Holy Saturday (from Sabbatum Sanctum, its official liturgical name) is sacred as the day of the Lord’s rest; it has been called the “Second Sabbath” after creation. The day is and should be the most calm and quiet day of the entire Church year, a day broken by no liturgical function.
If only I planned my days more efficiently, my calendar would look like this:
- Holy Saturday – be calm
- Standardized Testing for kids – encourage them to be happy and not stressed
- Doctor’s Appointment – be brave
So even though my family’s Saturday did not launch with a Biblical message or a devotion, it started out like most mornings, noisy, emotional, and busy. Breakfast was eaten, a preview/timeline of the day was given, and reminders of chores were issued.
Twenty minutes later, as with most growing kids, hunger returned…eating continued, and louder, less-loving reminders of the previously “forgotten” chores were delivered.
We continued the day with egg dying, planning for friend’s visits, and prepping for Easter Sunday. Cello music hummed through our home, basketballs bounced, and bikes soared over ramps. As a lector for the Holy Saturday Mass, I reviewed my reading, and reminded everyone to prep their clothes and be ready by 5:00 pm, of course at this point it was only 9:00 am, but God likes punctual.
Holy Saturday Mass
I love being a lector. I love being part of something bigger than me and helping out with such a beautiful, and powerful event. When trained as a lector, the most important lesson I learned was:
It is not about me.
This resonated in my soul, mainly because I love reading aloud. To anyone. Especially our children (I don’t care if they are old, I’m reading!). I’ll read whatever the kids want to listen to, butchering the voices in Harry Potter and insisting Pooh’s buddy Christopher Robin has an Australian accent, which shockingly sounds a lot like Harry Potter’s voice.
When reading for mass, I understood I should NOT make the words in the Bible about me. For instance, don’t be overly dramatic when reading or suddenly decide Matthew, Mark, Luke, and John grew up with an Irishman who influenced their speech greatly, and proceed to read with a lilt.
Upon arrival at church, I checked in as “Reader #5” and was informed there were only four readings and therefore no need for the fifth reader, me. Initially, I was a bit crestfallen, but understood it was a simple clerical error.

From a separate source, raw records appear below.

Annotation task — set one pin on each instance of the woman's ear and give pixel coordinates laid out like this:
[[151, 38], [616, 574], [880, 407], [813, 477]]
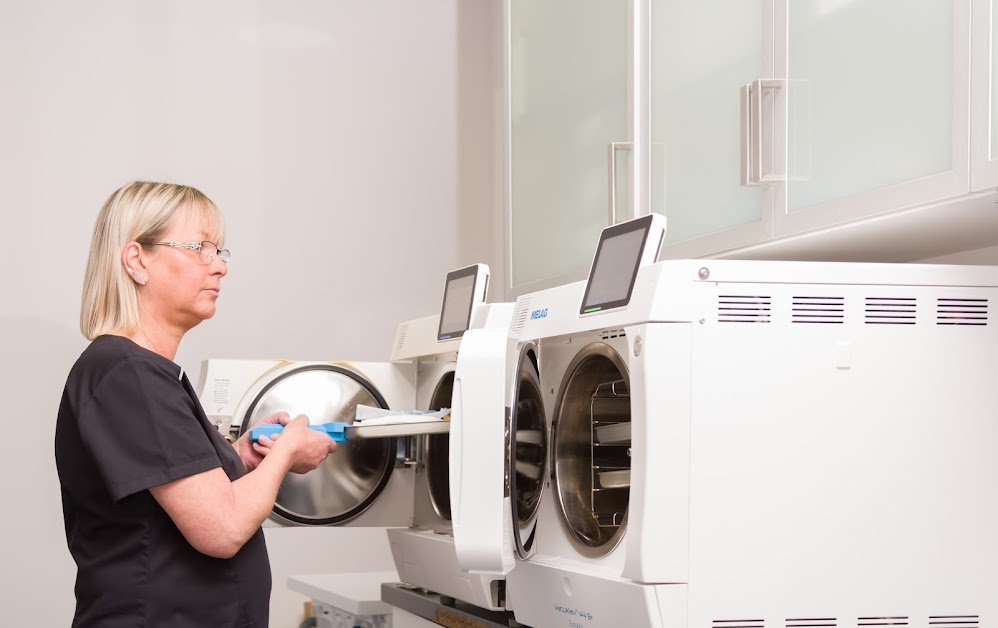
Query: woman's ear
[[133, 258]]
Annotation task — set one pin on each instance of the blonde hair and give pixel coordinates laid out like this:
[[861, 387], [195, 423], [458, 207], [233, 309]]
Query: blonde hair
[[140, 211]]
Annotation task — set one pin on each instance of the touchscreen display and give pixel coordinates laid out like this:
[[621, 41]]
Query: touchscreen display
[[456, 312], [615, 266]]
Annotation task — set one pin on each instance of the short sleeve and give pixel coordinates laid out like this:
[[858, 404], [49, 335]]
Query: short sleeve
[[142, 430]]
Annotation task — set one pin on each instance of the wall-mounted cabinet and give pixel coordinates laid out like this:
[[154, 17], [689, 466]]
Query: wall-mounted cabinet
[[804, 129]]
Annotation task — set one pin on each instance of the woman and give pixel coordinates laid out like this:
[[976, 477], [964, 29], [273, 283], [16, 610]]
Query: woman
[[162, 514]]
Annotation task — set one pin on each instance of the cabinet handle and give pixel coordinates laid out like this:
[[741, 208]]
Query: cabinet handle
[[612, 159], [751, 132]]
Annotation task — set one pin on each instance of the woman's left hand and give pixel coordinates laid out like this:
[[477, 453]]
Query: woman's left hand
[[252, 453]]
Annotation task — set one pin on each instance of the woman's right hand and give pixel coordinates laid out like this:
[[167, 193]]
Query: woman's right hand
[[308, 447]]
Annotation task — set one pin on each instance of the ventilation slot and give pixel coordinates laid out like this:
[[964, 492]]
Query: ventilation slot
[[954, 621], [743, 309], [819, 310], [738, 623], [814, 621], [962, 312], [400, 341], [890, 311], [520, 315], [882, 621]]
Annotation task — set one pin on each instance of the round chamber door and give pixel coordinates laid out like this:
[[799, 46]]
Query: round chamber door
[[526, 449], [351, 479], [436, 453], [592, 449]]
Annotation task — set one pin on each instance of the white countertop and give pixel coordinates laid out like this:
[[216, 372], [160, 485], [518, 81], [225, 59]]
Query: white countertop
[[358, 593]]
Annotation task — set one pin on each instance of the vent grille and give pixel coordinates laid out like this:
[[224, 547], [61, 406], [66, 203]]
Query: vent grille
[[520, 315], [890, 310], [829, 310], [743, 309], [962, 312], [400, 340], [954, 621], [738, 623]]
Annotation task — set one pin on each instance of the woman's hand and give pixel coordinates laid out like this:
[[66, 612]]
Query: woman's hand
[[252, 453], [308, 447]]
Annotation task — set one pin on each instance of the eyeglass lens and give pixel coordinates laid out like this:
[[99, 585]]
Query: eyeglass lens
[[208, 252]]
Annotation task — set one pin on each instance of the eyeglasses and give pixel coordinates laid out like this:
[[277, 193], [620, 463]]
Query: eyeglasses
[[207, 250]]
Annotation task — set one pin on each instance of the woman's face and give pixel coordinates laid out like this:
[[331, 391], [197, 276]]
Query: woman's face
[[182, 288]]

Although I was ready to read Isaiah, I remembered: it (whatever “it” means to us) is definitely not about me. It is about being calm, knowing your God-inspired purpose, and understanding your role in the world. “It” is about God.
Author John Piper writes,
“Perhaps our place is not at the center of the universe. God does not exist to make much of us. We exist to make much of him.”
And as we make much of Him, we will find the calm amid the noisy mornings, and sit on the bench as Reader #5, listening and following the word of God.
Dig Deep: Go for a nice, long, slow run today.
Lenten Challenge: Say your rosary and look up your saint day!